Opened 23 months ago

Closed 20 months ago

Last modified 19 months ago

#3177 closed Task (fixed)

QA: Add benchmarking system to test speed of different parts of Piwik in different situations

Reported by: capedfuzz Owned by:
Priority: normal Milestone: 1.x - Piwik 1.x
Component: Core Keywords:
Cc: Sensitive: no

Description

When optimizing or doing major re-factoring it's necessary to run performance tests to make sure new changes are as fast or faster than the unchanged code. There should be a system in place to allow this sort of testing.

Some ideas on how benchmarking should be done:

  • Should reuse as much of testing infrastructure as possible.
  • Since most benchmarks will require a large amount of data and thus will take a long time to run, the benchmarks should not be run with the tests.
  • If possible, the benchmarks should communicate with the browser when the test data has finished being added. (I think this would have to be done via forking & IPC.)
  • Allow the amount of sites/visits/goals/etc. to be configurable (via the browser) for each benchmark.
  • If possible, find some way to quickly load test data.
  • Integrate some or all benchmarks w/ Jenkins. They shouldn't be run w/ the other tests, but it should be possible to run them through Jenkins and get some performance analytics.

Attachments (7)

3177.diff.tar.gz (4.2 KB) - added by capedfuzz 23 months ago.
Patch for this issue.
screenshot.pdf (66.3 KB) - added by capedfuzz 23 months ago.
Screenshot of patch.
screenshot.png (90.5 KB) - added by capedfuzz 23 months ago.
Real screenshot. Ignore the other one.
3177.diff.tar.2.gz (7.3 KB) - added by capedfuzz 22 months ago.
New patch. Improved speed for adding visits.
3290.diff.tar.gz (4.4 KB) - added by capedfuzz 20 months ago.
benchmarking w/ phpunit
3290.diff.tar.2.gz (5.0 KB) - added by capedfuzz 20 months ago.
Another patch for phpunit benchmarking.
generate.coffee (15.1 KB) - added by capedfuzz 20 months ago.
Ugly CoffeeScript script used to generate visits.

Download all attachments as: .zip

Change History (38)

Changed 23 months ago by capedfuzz (diosmosis)

Patch for this issue.

Changed 23 months ago by capedfuzz (diosmosis)

Screenshot of patch.

Changed 23 months ago by capedfuzz (diosmosis)

Real screenshot. Ignore the other one.

comment:1 Changed 23 months ago by capedfuzz (diosmosis)

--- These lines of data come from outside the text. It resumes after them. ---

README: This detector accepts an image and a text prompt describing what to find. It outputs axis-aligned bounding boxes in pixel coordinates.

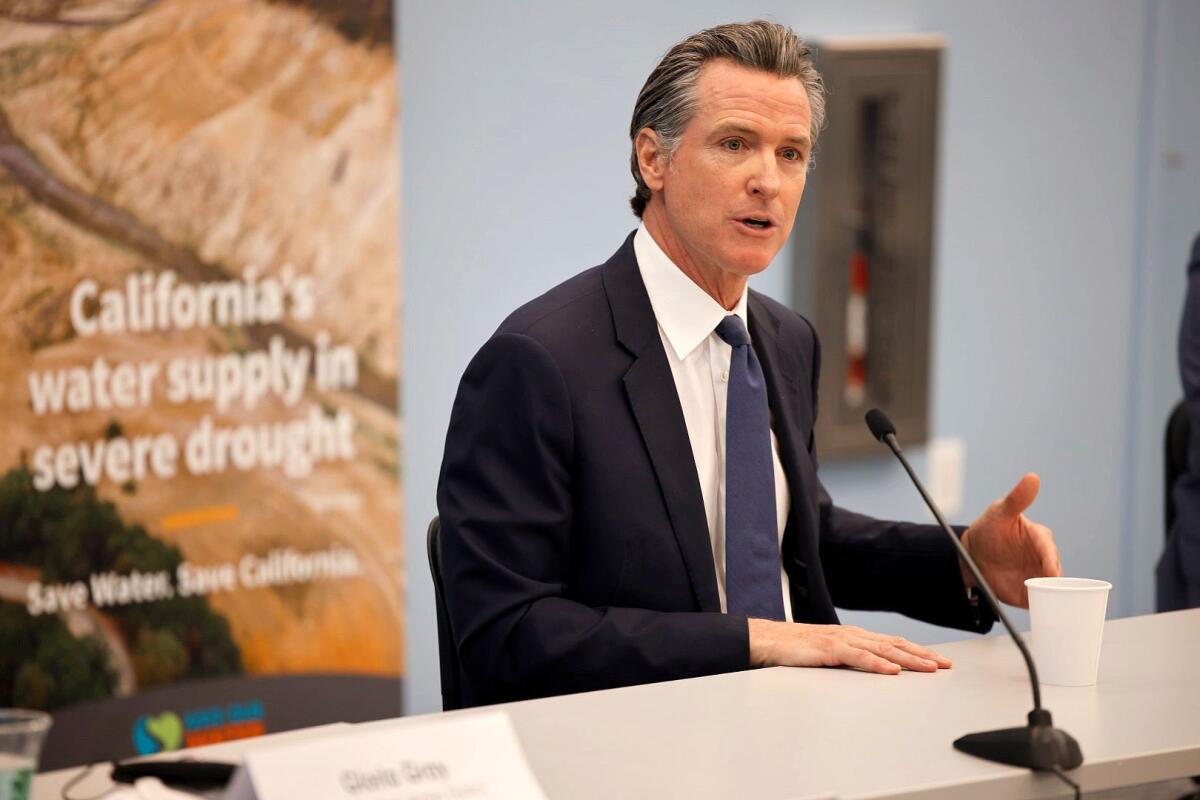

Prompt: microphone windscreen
[866,408,896,441]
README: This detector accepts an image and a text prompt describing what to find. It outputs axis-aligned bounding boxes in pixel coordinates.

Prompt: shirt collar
[634,224,750,361]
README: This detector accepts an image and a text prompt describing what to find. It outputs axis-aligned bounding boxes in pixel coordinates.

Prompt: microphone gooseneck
[866,408,1042,711]
[866,408,1084,780]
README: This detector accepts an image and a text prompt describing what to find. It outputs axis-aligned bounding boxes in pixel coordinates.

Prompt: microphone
[866,408,1084,776]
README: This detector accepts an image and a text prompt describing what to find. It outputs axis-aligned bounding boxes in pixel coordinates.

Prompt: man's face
[643,59,811,281]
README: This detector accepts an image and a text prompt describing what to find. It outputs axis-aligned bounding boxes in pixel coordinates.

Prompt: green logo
[143,711,184,750]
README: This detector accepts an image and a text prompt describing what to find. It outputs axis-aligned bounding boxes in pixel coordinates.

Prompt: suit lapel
[746,293,815,575]
[746,293,799,487]
[602,235,721,612]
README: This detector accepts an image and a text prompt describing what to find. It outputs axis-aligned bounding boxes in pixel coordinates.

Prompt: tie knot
[716,314,750,347]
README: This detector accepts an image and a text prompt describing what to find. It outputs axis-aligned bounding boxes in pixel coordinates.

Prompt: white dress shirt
[634,225,792,621]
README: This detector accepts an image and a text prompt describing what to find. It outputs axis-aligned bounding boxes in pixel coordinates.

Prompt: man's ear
[634,128,670,192]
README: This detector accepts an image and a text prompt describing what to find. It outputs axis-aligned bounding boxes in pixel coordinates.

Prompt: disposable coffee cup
[0,709,50,800]
[1025,578,1112,686]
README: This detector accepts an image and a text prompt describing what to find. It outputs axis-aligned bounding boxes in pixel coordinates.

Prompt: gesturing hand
[962,473,1062,608]
[750,619,950,675]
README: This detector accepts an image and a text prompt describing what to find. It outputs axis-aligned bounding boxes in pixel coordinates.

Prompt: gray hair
[629,19,824,217]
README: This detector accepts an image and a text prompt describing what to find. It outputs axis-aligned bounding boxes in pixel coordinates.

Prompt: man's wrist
[746,616,779,669]
[959,530,979,592]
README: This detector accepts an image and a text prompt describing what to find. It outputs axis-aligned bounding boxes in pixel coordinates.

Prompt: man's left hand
[960,473,1062,608]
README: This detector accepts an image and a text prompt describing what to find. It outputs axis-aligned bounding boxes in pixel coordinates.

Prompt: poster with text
[0,0,404,769]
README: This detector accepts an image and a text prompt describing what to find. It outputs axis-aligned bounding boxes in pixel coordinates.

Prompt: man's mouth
[738,217,772,230]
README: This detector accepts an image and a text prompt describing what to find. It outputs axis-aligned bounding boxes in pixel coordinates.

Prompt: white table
[34,609,1200,800]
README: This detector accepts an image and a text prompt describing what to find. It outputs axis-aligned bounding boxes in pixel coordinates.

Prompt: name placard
[224,711,545,800]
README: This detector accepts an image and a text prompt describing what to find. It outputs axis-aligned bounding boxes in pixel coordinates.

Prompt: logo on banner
[133,700,266,756]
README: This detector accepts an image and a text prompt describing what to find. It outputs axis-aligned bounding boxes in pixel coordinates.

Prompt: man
[438,22,1060,705]
[1157,236,1200,612]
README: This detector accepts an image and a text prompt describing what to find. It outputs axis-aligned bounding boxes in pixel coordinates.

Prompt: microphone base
[954,709,1084,770]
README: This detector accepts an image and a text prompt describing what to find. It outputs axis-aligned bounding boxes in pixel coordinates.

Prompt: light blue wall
[401,0,1200,712]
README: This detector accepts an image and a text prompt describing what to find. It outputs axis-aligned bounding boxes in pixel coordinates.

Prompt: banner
[0,0,404,769]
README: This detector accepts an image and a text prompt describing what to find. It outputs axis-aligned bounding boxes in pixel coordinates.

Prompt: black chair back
[1163,401,1192,535]
[425,517,462,711]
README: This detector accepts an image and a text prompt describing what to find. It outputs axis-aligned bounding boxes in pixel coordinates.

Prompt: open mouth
[738,217,772,230]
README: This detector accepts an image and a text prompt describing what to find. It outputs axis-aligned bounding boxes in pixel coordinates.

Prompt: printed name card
[224,711,546,800]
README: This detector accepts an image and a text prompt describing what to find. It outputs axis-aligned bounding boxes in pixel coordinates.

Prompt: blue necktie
[716,314,784,620]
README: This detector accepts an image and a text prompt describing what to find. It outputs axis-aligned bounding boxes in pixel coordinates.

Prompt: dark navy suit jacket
[1157,236,1200,612]
[438,236,991,705]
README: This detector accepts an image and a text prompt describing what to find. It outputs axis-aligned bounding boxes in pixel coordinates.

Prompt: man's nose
[746,152,779,199]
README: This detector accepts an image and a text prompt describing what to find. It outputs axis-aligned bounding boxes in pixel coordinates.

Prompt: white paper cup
[1025,578,1112,686]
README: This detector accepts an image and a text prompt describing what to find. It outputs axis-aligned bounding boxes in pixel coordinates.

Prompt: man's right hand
[749,618,950,675]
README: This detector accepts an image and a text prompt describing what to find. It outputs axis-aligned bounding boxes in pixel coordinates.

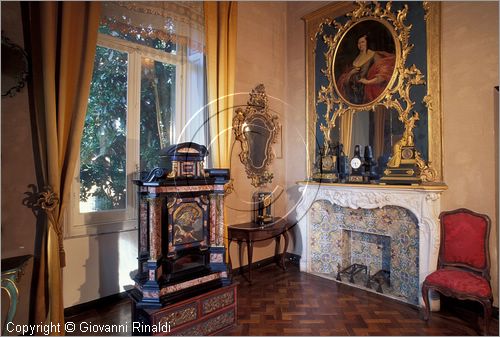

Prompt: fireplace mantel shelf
[297,181,447,308]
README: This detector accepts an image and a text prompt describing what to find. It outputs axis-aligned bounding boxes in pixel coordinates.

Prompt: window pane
[99,1,177,54]
[140,57,176,171]
[80,46,128,212]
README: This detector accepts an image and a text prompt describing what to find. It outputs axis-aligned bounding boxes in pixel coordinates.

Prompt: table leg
[238,240,243,275]
[247,240,253,284]
[281,231,288,270]
[274,234,281,266]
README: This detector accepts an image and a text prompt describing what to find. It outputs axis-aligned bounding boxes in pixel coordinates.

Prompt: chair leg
[422,282,431,321]
[481,300,493,336]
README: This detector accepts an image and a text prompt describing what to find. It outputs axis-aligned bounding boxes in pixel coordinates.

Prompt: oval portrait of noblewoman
[332,18,400,106]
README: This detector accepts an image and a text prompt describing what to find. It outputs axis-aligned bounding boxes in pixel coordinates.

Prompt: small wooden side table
[227,218,292,284]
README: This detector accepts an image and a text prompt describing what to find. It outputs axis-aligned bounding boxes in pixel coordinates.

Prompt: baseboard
[233,252,300,274]
[64,291,128,317]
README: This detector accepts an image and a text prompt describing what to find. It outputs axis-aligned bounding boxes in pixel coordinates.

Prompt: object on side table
[252,192,273,224]
[422,208,493,335]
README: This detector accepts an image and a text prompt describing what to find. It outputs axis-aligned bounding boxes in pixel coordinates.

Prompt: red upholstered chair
[422,208,493,335]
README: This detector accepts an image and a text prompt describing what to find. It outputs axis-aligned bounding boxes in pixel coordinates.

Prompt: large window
[66,2,207,236]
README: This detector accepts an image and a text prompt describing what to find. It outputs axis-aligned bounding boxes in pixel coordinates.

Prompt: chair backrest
[438,208,491,280]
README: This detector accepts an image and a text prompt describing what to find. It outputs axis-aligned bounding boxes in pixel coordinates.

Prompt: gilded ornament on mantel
[304,2,442,184]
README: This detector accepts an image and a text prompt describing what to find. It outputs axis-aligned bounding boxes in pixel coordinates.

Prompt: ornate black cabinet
[130,143,230,308]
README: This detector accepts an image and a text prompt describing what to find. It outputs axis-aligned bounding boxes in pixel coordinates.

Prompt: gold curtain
[204,1,237,168]
[29,1,100,334]
[340,111,354,157]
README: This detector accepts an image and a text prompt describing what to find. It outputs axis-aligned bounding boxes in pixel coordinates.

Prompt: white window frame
[65,34,187,238]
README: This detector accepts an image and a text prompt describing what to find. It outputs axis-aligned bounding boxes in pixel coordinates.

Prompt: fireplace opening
[309,200,419,304]
[336,230,392,293]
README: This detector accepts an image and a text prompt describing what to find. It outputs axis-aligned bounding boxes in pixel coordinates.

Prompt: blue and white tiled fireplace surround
[297,183,442,310]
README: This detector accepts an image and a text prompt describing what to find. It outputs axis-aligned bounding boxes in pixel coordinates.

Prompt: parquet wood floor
[67,264,499,336]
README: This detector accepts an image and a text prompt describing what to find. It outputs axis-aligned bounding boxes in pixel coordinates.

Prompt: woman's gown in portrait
[337,51,396,104]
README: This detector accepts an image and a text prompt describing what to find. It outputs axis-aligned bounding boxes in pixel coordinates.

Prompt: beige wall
[225,2,287,267]
[441,2,498,306]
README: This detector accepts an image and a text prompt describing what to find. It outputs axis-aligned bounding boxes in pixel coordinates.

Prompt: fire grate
[336,263,368,283]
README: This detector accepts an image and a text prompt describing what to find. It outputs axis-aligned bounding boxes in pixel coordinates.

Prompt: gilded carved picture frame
[303,2,443,183]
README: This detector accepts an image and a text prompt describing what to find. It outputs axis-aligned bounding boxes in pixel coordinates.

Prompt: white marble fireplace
[297,182,446,310]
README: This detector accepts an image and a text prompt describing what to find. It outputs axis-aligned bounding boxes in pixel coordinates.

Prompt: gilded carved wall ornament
[233,84,280,187]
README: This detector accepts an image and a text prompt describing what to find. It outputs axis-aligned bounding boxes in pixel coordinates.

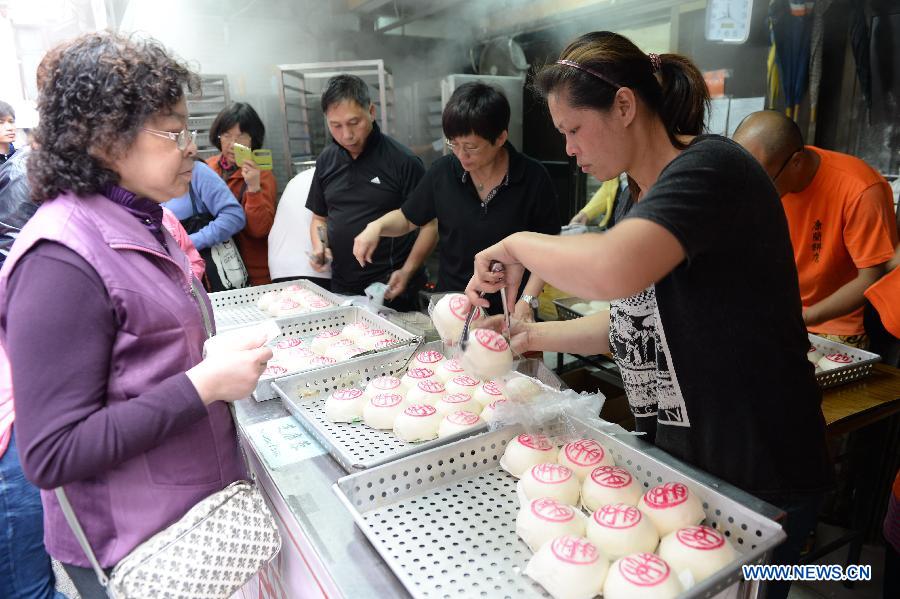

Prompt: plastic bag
[203,318,281,358]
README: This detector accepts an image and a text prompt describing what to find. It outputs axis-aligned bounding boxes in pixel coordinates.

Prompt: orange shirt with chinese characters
[781,146,897,335]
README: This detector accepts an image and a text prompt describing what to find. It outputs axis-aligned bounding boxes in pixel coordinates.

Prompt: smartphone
[233,144,272,171]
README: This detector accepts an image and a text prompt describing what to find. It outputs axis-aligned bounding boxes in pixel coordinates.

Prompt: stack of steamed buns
[262,321,397,378]
[500,434,738,599]
[325,350,541,442]
[256,285,334,316]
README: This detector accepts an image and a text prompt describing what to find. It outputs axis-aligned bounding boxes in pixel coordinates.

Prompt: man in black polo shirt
[353,82,560,321]
[306,75,437,311]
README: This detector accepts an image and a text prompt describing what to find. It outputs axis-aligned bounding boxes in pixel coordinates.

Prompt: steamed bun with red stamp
[500,434,556,478]
[522,464,581,505]
[525,535,609,599]
[394,404,442,443]
[603,552,682,599]
[659,526,738,582]
[581,466,644,511]
[516,497,585,551]
[431,293,484,345]
[638,483,706,537]
[462,329,512,381]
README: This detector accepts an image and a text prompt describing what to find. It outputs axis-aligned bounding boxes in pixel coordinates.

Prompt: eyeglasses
[772,146,803,183]
[142,127,197,152]
[444,139,484,156]
[219,133,251,146]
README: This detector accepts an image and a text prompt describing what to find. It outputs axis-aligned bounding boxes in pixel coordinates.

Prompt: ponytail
[532,31,709,149]
[657,54,709,149]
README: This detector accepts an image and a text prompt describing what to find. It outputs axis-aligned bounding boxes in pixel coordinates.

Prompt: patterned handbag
[56,480,281,599]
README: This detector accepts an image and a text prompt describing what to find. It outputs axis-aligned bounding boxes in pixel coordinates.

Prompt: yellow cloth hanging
[580,177,619,227]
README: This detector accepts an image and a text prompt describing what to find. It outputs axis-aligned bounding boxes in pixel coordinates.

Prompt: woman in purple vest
[0,33,271,599]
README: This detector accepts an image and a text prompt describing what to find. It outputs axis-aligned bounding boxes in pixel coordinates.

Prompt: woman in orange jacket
[206,102,276,285]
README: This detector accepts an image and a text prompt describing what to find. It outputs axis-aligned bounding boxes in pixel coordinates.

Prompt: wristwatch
[519,294,540,310]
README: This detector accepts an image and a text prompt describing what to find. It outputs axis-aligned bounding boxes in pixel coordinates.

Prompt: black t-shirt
[306,123,425,295]
[610,135,833,496]
[402,142,560,312]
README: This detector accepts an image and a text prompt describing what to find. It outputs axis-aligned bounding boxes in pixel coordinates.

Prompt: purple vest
[0,194,246,567]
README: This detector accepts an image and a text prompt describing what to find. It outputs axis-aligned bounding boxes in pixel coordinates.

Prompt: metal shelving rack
[276,59,395,175]
[187,75,231,159]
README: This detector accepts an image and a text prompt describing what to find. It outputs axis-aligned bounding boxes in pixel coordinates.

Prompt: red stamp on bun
[675,526,725,551]
[475,329,509,352]
[531,497,575,523]
[644,483,688,509]
[447,410,479,426]
[550,536,600,566]
[619,553,669,587]
[372,393,403,408]
[593,503,641,529]
[591,466,633,489]
[516,436,555,451]
[531,464,572,485]
[565,439,606,466]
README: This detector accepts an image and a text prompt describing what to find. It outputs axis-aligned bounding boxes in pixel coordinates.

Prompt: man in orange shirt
[734,110,897,348]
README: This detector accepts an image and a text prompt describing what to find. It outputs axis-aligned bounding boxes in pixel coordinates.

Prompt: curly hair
[28,32,200,202]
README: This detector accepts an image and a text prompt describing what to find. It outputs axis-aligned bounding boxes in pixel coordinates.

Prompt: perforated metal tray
[334,422,785,599]
[553,297,612,320]
[272,341,565,472]
[809,333,881,389]
[253,306,422,401]
[209,279,344,333]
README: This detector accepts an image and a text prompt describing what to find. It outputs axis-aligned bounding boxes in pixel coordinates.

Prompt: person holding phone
[206,102,277,285]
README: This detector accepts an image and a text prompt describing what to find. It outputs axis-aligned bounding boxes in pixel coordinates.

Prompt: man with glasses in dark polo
[734,110,897,349]
[353,82,560,321]
[306,75,437,312]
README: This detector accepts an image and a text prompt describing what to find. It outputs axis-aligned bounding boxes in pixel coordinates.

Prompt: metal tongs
[457,260,509,352]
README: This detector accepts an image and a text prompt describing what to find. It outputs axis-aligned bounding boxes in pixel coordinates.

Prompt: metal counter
[234,400,783,599]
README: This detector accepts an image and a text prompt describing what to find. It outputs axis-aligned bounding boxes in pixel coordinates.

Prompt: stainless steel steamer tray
[209,279,344,333]
[334,422,785,599]
[809,333,881,389]
[253,306,422,401]
[272,341,563,472]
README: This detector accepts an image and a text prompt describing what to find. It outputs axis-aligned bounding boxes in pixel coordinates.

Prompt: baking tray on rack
[333,421,785,599]
[253,306,422,401]
[272,341,565,472]
[809,333,881,389]
[209,279,344,333]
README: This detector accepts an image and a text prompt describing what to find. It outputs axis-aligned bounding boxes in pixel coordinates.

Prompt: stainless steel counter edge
[234,399,409,599]
[234,400,783,598]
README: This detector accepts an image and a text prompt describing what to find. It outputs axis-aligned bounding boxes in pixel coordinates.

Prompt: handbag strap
[54,487,109,588]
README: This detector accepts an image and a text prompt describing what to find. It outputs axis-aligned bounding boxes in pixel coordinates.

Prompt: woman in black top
[467,32,833,596]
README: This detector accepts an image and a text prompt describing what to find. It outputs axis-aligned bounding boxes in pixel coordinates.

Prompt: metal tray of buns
[809,333,881,389]
[253,306,422,401]
[334,421,785,599]
[272,341,565,472]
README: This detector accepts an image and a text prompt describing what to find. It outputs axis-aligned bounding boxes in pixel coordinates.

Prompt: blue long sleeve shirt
[163,162,247,250]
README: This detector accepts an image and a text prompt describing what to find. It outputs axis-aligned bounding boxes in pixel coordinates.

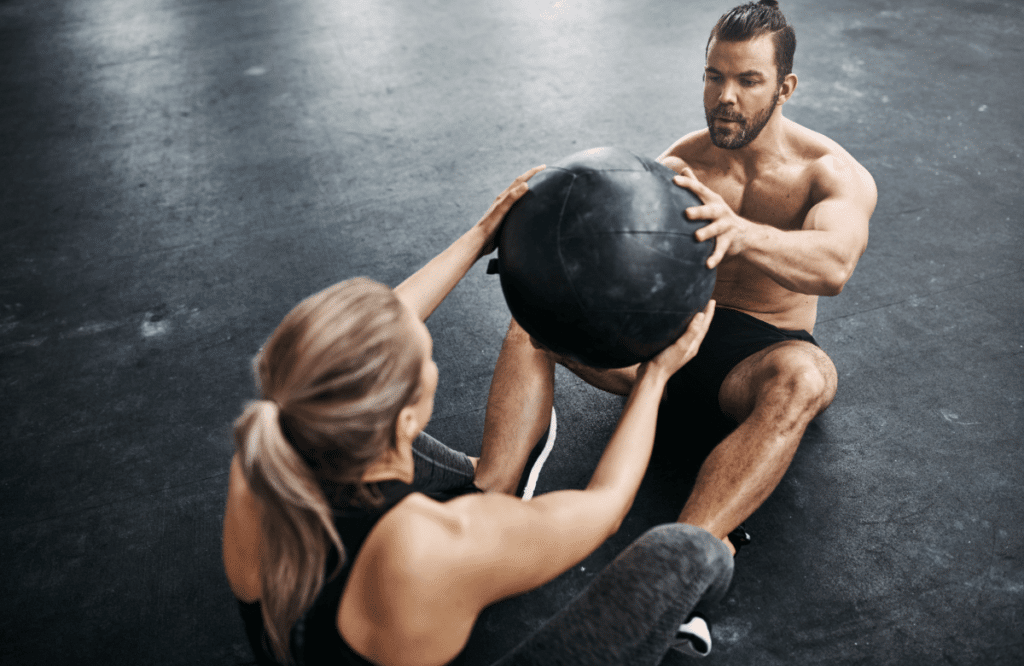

Added a patch for this issue. It contains a system for benchmarking and the following benchmarks:

  • Testing archiving for one site w/ 10,000 page views in one day.
  • Testing archiving for one site w/ 10,000 page views over an entire year.
  • Testing archiving for 1000 sites w/ 12 page views each in one day.
  • Testing archiving for 1000 sites w/ 12 pave views over an entire year.
  • Testing tracking of 1000 page views.

I didn't test all of them since they can take up to ~40 mins to set up, but here are the results of the ones I did test:

  • Tracking 1000 page views: 242s
  • One website w/ 10,000 page views in one day: ~12.5s
  • 1000 websites w/ 12 page views, all in one day: ~178.6s

Some other notes:

comment:2 Changed 23 months ago by matt (mattab)

  • Milestone set to 1.x - Piwik 1.x

comment:3 follow-up: Changed 22 months ago by matt (mattab)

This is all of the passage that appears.